This method may be readily generalised to approximate both the $\min$ and $\max$ operators on $\mathbb{R}^n$ in the Julia programming language:

using Statistics

function analytic_min_max(X::Array{Float64, 1},N::Int64,case::Int64)

"""
An analytic approximation to the min and max operators

Inputs:
X: a vector from R^n where n is unknown

N: an integer such that the approximation of max(X)
improves with increasing N.

case: If case == 1 apply analytic_min(), otherwise
apply analytic_max() if case == 2

Output:

An approximation to min(X) if case == 1, and max(X) if
case == 2
"""

if (case != 1)*(case != 2)

return print("Error: case isn't well defined")

else

## q is the degree of the approximation:
q = N*(-1)^case

mu, sigma = mean(X), std(X)

## rescale vector so it has zero mean and unit variance:
Z_score = (X.-mu)./sigma

exp_sum = sum(exp.(Z_score*q))

log_ = log(exp_sum)/q

return (log_*sigma)+mu

end

end


and the reader may check that it passes the following numerical stability test:

function numerical_stability(method,type::Int64)

"""
A simple test for numerical stability with respect to the relative error.

Input:

method: the approximation used

type: 1 for min() and 2 for max()

Output:

Check that the average relative error is less than 10%.

"""

## test will be run 100 times
relative_errors = zeros(100)

for i = 1:100

## a vector sampled uniformly from [-1000,1000]^100
X = (2*rand(100).-1.0)*1000

## the test for min operators
if type == 1

min_ = minimum(X)

relative_errors[i] = abs(min_-method(X,i))/abs(min_)

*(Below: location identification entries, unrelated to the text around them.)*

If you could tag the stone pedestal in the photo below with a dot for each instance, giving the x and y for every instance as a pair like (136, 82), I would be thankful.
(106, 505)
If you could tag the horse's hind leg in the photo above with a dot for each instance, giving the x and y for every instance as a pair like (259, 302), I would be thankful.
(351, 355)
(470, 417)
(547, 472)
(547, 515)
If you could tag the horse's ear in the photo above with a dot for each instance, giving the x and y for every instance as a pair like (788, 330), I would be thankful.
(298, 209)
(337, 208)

## the test for max operators
else

max_ = maximum(X)

relative_errors[i] = abs(max_-method(X,i))/abs(max_)

end

end

return mean(relative_errors) < 0.1

end


## Discussion:

It took me about an hour to come up with my solution so I doubt this method is either original or state-of-the-art. In fact, I wouldn’t be surprised at all if numerical analysts have a better solution than the one I propose here.

If you know of a more robust method, feel free to join the discussion on the MathOverflow.

## References:

1. Aidan Rocke (https://mathoverflow.net/users/56328/aidan-rocke), analytic approximations of the min and max operators, URL (version: 2020-02-13): https://mathoverflow.net/q/352548

2. eakbas (https://mathoverflow.net/users/5223/eakbas), A differentiable approximation to the minimum function, URL (version: 2016-08-12): https://mathoverflow.net/q/35191

3. Wikipedia contributors. Smooth maximum. Wikipedia, The Free Encyclopedia. March 25, 2019, 21:07 UTC. Available at: https://en.wikipedia.org/w/index.php?title=Smooth_maximum&oldid=889462421. Accessed February 12, 2020.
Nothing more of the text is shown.